Kitty was and always will be the Queen of Country Music. Not only did she open up the door for us other girls, she also continued to be such a lady, mother, and grandmother. Marty told me a story about being backstage at the Opry one evening. There were a couple of young girl singers that were a little upset because they came in to do a special performance and were all wearing the same dress. A little rift developed, which Marty helped with his usual back and forth teasing [laughs]. Finally towards the end of the night he got them together and said, “Girls, look at this.” Kitty Wells was walking out carrying her own guitar case. “That’s all you need right there.”

I actually kept Bill Phillip’s little seven-year-old boy while he went out onstage that night [Phillips’ biggest hit was a No. 6 C&W rendering of Dolly Parton’s “Put It Off Until Tomorrow” featuring the driven blonde bombshell on harmony vocals in 1966]. Man, I thought I was famous [laughs]. I sang at the Midnite Jamboree, and I got to meet Opry announcer Grant Turner, Ernest Tubb, and Loretta Lynn. Shaking Loretta’s hand was unbelievable.
Then I went back home and did what I ordinarily did [Smith was a devoted housewife]. Bill called one day and said, “We’d like you to come to Nashville and do some demos.” Bill had written songs that he wanted Skeeter Davis and Kitty Wells to consider recording. Some were also intended as duets, and Bill likely wanted to hear a girl’s voice like mine on the demo alongside his. I came to town and did the demos. Bill left Nashville and went on the road. I left town and went back home.
Bill’s first manager Hubert Long sent the tape to Chet Atkins.

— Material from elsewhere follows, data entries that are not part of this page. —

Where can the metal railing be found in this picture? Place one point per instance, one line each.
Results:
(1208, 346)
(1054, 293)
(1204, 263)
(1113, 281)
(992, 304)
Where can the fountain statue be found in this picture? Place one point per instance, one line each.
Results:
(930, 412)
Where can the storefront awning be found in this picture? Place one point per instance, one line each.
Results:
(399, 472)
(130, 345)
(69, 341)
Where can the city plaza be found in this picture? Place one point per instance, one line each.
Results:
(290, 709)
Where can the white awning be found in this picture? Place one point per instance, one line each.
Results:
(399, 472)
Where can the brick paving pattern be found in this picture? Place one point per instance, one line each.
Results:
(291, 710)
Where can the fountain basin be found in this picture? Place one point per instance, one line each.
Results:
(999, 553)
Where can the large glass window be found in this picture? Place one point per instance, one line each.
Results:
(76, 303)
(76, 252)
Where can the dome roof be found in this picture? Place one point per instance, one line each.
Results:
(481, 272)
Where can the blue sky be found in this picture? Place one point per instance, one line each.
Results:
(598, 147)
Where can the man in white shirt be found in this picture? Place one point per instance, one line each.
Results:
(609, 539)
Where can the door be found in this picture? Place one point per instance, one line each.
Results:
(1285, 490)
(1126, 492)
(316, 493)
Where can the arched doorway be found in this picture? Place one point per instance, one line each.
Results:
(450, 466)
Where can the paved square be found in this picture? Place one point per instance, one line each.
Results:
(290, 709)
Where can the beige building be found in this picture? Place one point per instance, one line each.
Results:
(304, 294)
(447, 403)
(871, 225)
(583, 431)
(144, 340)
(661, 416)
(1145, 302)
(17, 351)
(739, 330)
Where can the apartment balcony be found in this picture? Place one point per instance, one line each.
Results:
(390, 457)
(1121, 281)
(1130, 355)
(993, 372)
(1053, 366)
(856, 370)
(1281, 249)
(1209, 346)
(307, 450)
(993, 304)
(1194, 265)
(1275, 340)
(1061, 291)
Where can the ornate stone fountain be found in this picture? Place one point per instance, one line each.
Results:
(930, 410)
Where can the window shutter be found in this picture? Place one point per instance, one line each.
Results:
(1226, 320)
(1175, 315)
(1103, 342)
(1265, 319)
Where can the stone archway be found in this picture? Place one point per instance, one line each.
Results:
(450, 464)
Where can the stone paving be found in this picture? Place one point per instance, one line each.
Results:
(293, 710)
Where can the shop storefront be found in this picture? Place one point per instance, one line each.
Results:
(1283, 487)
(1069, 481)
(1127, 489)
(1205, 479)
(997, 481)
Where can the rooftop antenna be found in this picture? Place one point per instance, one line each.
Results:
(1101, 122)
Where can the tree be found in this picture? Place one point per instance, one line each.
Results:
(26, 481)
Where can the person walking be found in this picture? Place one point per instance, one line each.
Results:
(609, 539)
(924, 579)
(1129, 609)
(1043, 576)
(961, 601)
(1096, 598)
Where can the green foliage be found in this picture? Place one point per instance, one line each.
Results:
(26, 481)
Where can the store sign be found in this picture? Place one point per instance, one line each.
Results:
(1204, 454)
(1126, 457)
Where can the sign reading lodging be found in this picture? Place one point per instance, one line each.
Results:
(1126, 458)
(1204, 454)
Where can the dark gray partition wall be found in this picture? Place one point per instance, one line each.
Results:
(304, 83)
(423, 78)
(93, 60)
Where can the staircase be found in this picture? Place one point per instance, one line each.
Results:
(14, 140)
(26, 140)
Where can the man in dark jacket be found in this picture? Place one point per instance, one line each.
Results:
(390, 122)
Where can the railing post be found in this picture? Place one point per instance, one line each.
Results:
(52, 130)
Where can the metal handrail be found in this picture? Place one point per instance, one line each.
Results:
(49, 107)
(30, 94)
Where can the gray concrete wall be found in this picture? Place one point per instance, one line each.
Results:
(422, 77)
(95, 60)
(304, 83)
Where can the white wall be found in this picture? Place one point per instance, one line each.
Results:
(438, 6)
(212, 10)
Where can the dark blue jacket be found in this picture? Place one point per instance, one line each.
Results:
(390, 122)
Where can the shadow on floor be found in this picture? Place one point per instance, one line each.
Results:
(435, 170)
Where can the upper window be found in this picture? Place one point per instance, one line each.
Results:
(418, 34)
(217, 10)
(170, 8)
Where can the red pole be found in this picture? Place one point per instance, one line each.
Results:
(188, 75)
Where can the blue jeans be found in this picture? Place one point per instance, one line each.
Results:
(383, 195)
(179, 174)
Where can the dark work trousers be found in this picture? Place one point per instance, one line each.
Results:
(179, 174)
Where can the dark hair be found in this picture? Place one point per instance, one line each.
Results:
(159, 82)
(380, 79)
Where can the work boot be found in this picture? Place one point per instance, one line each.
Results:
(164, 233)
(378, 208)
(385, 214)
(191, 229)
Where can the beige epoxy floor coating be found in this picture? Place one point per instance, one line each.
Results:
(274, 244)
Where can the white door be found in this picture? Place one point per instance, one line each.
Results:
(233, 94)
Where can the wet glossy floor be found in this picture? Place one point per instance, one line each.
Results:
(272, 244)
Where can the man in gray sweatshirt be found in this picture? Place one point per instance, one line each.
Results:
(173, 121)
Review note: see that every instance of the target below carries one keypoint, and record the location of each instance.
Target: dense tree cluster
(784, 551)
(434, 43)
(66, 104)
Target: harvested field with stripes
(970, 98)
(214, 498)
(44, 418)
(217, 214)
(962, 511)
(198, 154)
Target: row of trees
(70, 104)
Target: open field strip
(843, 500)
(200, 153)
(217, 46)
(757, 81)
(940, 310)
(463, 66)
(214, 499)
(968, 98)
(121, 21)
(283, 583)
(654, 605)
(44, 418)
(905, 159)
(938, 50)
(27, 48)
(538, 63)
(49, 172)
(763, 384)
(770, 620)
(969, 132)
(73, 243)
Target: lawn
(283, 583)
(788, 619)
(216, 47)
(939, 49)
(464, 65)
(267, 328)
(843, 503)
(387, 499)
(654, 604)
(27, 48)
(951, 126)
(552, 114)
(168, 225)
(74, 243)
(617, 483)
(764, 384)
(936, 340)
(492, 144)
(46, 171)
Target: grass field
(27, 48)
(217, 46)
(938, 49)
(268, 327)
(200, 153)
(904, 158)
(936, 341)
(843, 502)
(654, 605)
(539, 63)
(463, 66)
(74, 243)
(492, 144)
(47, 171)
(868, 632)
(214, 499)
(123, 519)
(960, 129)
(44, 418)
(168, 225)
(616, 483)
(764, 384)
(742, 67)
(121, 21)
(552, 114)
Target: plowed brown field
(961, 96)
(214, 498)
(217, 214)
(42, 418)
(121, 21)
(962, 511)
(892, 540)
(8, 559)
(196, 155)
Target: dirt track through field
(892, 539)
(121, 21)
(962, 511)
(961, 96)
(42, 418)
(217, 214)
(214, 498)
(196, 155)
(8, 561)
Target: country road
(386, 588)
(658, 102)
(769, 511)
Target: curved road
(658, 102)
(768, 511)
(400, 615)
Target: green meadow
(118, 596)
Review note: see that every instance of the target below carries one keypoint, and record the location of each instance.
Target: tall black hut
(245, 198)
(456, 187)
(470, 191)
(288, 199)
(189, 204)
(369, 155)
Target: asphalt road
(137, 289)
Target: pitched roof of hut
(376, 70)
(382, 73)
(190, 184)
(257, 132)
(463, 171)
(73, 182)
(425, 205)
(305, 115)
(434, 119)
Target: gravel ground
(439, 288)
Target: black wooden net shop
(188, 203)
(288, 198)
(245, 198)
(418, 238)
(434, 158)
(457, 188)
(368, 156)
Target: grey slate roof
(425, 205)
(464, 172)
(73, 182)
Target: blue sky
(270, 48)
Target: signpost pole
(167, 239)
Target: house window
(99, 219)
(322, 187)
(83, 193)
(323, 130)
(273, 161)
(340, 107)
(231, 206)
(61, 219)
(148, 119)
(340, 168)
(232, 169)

He loved it and wanted to sign me to RCA Victor [Atkins commanded RCA’s Nashville division]. However, Chet was too busy with so many hot artists that he was producing already [and he was a pioneering guitarist releasing his own records], so he turned me over to a new guy that he had just hired to help out named Bob Ferguson.
Bob wound up producing me for nine years, starting with “Once a Day” [cut on July 16, 1964, at the famed RCA Studio B in Nashville, Anderson’s composition became the first-ever debut single by a female country artist to reach No. 1] until I switched over to Columbia Records [Smith’s debut Columbia recording was the rollicking No. 10 C&W “Ain’t Love a Good Thing,” tracked on January 22, 1973, with George Richey manning the console. Smith soon chose Ray Baker as her production muse, sticking with him for the remainder of the ’70s, including her brief tenure on Fred Foster’s Monument Records]. Bob also produced Dolly Parton and Porter Wagoner’s material as well as Chet. He’s the one who produced the majority of my hits [27 Top 40 C&W singles], helped create my sound, and found my steel guitar Weldon Myrick. Everything just seemed to fall in line for me. I didn’t really aim for it.